5.2 De gerechtsdeurwaarder heeft in zijn e-mail niet de benodigde terughoudendheid betracht. Hij mocht meedelen dat hij de opdracht had om het faillissement aan te vragen als er niet zou worden betaald, maar had er vervolgens beter aan gedaan slechts mee te delen wat zijn cliënt nog meer overwoog te gaan ondernemen. Hij had door het summier schetsen van de verdere gevolgen voor klagers indien zij niet tot betaling zouden overgaan, deze op een fatsoenlijke manier ook kunnen aanmanen. Dat het faillissement inmiddels is uitgesproken, zoals de gerechtsdeurwaarder ter zitting heeft meegedeeld, doet aan het vorenstaande niet af. De Kamer acht de klacht gegrond, maar ziet geen aanleiding om de gerechtsdeurwaarder een maatregel op te leggen.

6. Op grond van het voorgaande wordt beslist als volgt.

 

BESLISSING

De Kamer voor Gerechtsdeurwaarders:

-                     verklaart de klacht gegrond;

-                     laat het opleggen van een maatregel achterwege.

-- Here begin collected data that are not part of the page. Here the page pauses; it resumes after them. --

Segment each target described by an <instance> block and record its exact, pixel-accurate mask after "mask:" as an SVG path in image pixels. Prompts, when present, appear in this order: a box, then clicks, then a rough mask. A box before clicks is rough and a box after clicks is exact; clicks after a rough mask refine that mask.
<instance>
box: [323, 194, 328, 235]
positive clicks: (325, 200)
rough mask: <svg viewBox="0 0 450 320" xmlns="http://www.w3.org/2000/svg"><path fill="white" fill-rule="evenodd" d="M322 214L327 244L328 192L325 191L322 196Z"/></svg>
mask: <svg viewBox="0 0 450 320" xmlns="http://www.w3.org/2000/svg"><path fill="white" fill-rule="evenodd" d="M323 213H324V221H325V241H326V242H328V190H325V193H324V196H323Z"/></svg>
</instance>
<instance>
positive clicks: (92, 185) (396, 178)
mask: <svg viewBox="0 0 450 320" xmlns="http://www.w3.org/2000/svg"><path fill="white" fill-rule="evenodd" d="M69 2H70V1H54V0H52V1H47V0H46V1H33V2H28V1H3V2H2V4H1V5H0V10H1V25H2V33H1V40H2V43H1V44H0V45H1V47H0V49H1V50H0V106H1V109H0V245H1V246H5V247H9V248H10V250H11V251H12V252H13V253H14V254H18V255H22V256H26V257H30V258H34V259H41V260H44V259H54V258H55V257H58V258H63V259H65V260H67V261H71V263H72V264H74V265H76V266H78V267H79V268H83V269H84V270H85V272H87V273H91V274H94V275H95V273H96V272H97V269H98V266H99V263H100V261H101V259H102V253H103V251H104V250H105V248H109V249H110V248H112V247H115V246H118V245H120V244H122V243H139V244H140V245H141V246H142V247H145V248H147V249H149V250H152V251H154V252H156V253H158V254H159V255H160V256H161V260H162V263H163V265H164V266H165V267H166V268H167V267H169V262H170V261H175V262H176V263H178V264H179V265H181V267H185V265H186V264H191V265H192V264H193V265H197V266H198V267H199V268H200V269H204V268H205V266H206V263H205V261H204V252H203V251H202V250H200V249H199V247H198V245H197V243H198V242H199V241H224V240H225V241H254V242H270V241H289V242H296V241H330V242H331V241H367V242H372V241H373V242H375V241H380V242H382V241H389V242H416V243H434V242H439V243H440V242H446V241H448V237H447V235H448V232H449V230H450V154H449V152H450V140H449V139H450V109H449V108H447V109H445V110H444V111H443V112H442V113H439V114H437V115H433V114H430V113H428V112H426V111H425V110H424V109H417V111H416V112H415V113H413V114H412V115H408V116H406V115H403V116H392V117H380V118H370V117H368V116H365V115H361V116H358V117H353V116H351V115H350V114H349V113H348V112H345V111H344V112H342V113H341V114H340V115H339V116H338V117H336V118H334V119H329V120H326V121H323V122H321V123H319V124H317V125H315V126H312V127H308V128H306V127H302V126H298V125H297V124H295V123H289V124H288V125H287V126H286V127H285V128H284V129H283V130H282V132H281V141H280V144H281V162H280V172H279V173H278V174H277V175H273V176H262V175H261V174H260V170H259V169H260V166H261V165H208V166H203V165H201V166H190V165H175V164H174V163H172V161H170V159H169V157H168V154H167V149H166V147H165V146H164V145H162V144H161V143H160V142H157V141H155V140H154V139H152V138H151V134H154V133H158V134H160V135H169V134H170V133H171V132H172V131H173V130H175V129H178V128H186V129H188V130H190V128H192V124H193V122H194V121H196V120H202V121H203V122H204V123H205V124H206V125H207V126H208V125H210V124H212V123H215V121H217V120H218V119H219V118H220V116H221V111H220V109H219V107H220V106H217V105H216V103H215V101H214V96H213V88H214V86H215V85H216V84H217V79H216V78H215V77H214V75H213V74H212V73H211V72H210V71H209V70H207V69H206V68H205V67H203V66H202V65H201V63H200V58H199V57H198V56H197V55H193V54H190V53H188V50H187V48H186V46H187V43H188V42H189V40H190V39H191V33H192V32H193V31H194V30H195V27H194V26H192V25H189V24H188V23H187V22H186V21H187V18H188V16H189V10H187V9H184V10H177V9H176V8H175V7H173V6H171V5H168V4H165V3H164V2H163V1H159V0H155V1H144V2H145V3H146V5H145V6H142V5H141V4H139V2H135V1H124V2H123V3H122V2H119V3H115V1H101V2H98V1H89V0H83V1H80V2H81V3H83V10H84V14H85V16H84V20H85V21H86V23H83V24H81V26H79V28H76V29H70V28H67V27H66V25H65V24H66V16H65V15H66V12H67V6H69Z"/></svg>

Aldus gegeven door mr. J.H.C. Schouten, plaatsvervangend-voorzitter, mr. Th.C.M. Hendriks-Jansen en A.M. Maas, leden, en uitgesproken ter openbare terechtzitting van 9 december 2014 in tegenwoordigheid van de secretaris.

Tegen deze beslissing kan binnen dertig dagen na dagtekening van verzending van het afschrift van de beslissing hoger beroep worden ingesteld bij het gerechtshof Amsterdam, Postbus 1312, 1000 BH Amsterdam.